Seiring dengan samakin buruk dampak yang disebabkan oleh krisis iklim, dunia menghadapi tantangan yang belum pernah terjadi sebelumnya. Pertanyaannya adalah bagaimana mempertahankan ketahanan pangan global di tengah ketidakpastian iklim untuk generasi mendatang? Sebagai salah satu negara maritim terbesar di dunia dengan lebih dari 17.000 pulau, Indonesia berada di garis depan krisis iklim. Kini, masyarakat sedang dihadapkan pada penderitaan akibat berbagai bencana laut yang disebabkan oleh perubahan iklim, seperti pemanasan suhu laut (ocean warming) dan pengasaman laut (ocean acidification). Sementara itu, laut kita bukan hanya sumber daya alam bagi negara, tetapi juga penopang kehidupan global.
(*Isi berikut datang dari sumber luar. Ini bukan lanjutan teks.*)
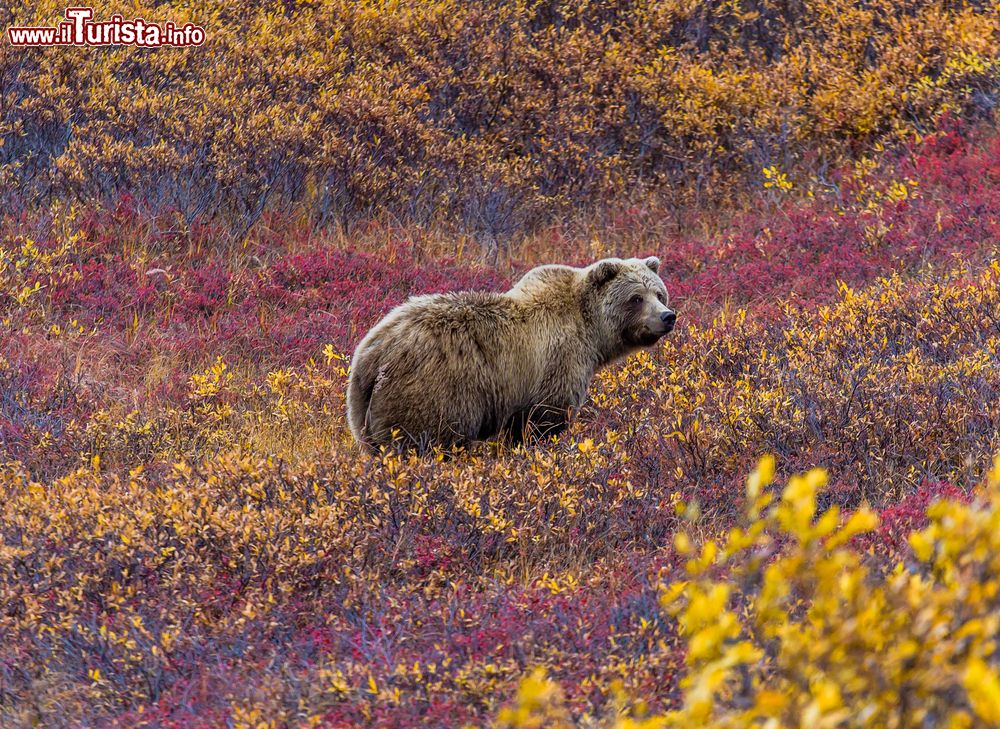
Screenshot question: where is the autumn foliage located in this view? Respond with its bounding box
[0,0,1000,729]
[0,0,1000,249]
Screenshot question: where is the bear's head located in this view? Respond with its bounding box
[584,256,677,357]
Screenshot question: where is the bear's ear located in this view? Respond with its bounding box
[587,261,622,289]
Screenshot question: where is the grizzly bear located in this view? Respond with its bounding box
[347,256,677,449]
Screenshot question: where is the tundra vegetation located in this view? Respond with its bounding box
[0,0,1000,728]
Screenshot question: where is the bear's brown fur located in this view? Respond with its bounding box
[347,257,676,448]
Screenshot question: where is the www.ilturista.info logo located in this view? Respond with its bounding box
[7,8,205,48]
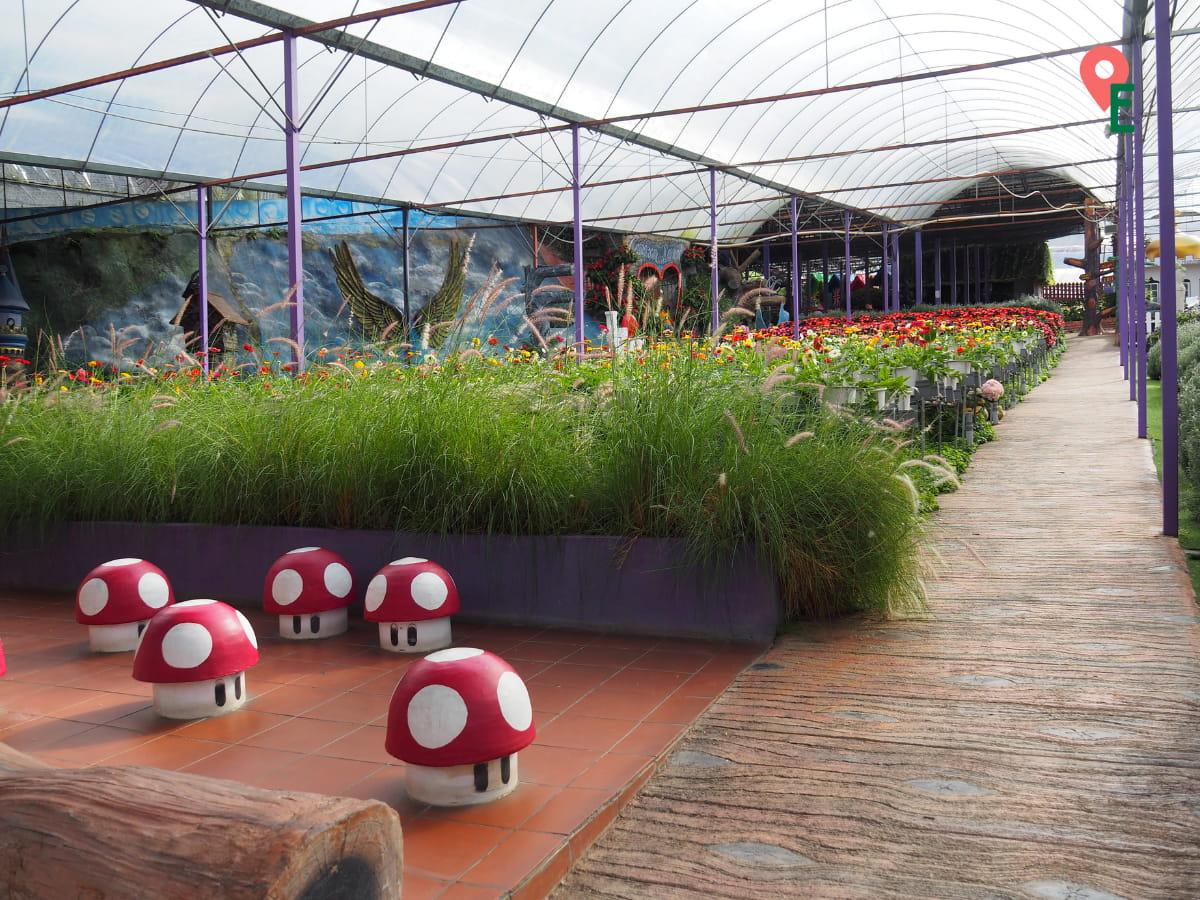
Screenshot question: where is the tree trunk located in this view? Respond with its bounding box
[0,744,402,900]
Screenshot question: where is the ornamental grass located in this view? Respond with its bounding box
[0,343,931,619]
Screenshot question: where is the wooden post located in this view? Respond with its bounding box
[0,744,402,900]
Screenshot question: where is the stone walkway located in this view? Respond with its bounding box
[552,337,1200,900]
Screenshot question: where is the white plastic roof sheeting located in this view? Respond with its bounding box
[0,0,1200,240]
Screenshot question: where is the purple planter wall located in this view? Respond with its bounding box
[0,522,780,643]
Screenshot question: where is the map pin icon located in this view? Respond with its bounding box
[1079,47,1129,109]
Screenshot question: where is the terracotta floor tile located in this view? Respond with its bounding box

Oleh karena itu, untuk memastikan ketahanan pangan yang berkelanjutan, Indonesia dapat mengambil langkah proaktif dalam menjaga ekosistem laut dengan memperkuat kawasan konservasi laut (Marine Protected Areas/MPA), membangun kemitraan regional, dan mengintegrasikan literasi iklim-laut ke dalam kurikulum sekolah nasional.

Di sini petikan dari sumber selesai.